Par plusieurs arrêts rendus le 10 juillet 2002, la chambre sociale de la Cour de cassation a fixé cinq conditions cumulatives permettant de garantir sa licéité (Cass. soc., 18 juillet 2002, nos 99-43334, 00-45135, 00-45387).

Toute clause de non-concurrence devra ainsi intégrer les cinq éléments suivants :

• être indispensable à la protection des intérêts légitimes de l’entreprise ;

• être limitée dans l’espace ;

• être limitée dans le temps ;

• tenir compte des spécificités de l’emploi du salarié ;

• comporter une contrepartie financière à la charge de l’employeur.

Il est important de relever que l’ensemble des conditions sont cumulatives et que l’absence de l’une d’entres elles devra entraîner la nullité de la clause.

Par ailleurs, comme évoqué précédemment, la clause de non-concurrence doit être impérativement écrite et signée par le salarié. Il s’agira donc de l’intégrer au contrat de travail ou à un avenant postérieur pour garantir sa validité.

Cela signifie également que l’employeur ne pourra pas intégrer la clause de non-concurrence au moment de la rupture du contrat de travail du salarié.
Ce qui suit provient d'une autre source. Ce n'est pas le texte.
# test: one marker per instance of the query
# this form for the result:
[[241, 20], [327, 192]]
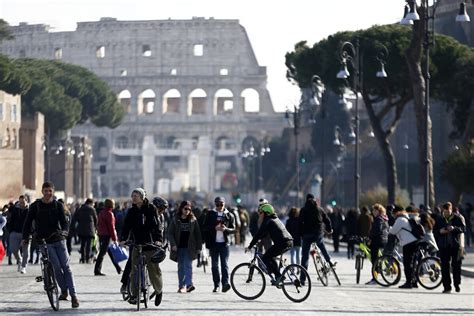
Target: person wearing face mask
[[447, 230], [218, 225], [143, 226], [185, 238]]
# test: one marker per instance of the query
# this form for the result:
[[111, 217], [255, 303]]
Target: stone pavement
[[21, 295]]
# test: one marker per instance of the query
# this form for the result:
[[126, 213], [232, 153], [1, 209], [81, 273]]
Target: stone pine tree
[[384, 99]]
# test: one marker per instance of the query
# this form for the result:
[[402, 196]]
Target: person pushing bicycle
[[143, 223], [281, 238]]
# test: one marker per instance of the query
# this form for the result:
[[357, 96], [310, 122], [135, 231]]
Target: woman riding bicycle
[[281, 238]]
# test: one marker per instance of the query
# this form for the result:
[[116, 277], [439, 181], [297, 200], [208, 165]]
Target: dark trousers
[[408, 253], [86, 248], [450, 255], [272, 252], [220, 251], [104, 248]]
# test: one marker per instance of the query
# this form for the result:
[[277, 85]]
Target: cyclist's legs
[[322, 247], [154, 272]]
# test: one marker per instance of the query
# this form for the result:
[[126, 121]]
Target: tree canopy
[[67, 95]]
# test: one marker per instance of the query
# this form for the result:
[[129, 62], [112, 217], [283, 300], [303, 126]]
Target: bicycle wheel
[[247, 281], [51, 287], [292, 286], [358, 266], [333, 271], [319, 266], [145, 291], [428, 273], [386, 271]]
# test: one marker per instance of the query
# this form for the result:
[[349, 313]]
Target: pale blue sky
[[274, 26]]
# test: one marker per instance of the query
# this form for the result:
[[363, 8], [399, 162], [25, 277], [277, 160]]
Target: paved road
[[21, 295]]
Au-delà du caractère écrit de la clause, il conviendra impérativement de se référer aux dispositions prévues éventuellement dans la convention collective applicable. En effet, chaque convention collective de branche peut fixer des conditions spécifiques supérieures ou plus contraignantes que l’employeur a alors l’obligation de respecter s’il souhaite garantir la régularité et l’applicabilité de la clause de non-concurrence.

Il est intéressant de relever que la jurisprudence ayant fixé des critères cumulatifs très stricts au fil du temps, l’applicabilité de la clause de non-concurrence devient de plus en plus restreinte. En effet, si l’employeur entend empêcher le salarié d’exercer une activité concurrente après la rupture du contrat de travail, le coût financier notamment sera non négligeable. C’est ce qui conduit en pratique à constater que les employeurs activent de moins en moins la clause au moment de la rupture du contrat de travail. Les cadres signent régulièrement des contrats de travail incluant une clause de non-concurrence qui sera cependant levée au moment de la rupture du contrat de travail si l’employeur estime que le coût de cette dernière est bien supérieur au profit retiré.

A. Les conditions cumulatives de mise en place de la clause de non-concurrence

En premier lieu, la clause de non–concurrence doit être indispensable à la protection des intérêts de l’entreprise. Ce point peut être relié au fait que la clause doit également tenir compte des spécificités de l’emploi du salarié. Afin de déterminer si la clause est bien indispensable, il est impératif de s’attacher à l’emploi du salarié concerné. Il s’agira donc en effet de viser des salariés ayant des connaissances commerciales ou techniques spécifiques et avancées qui pourraient causer un tort à l’entreprise si ce dernier apportait son savoir à une entreprise concurrente.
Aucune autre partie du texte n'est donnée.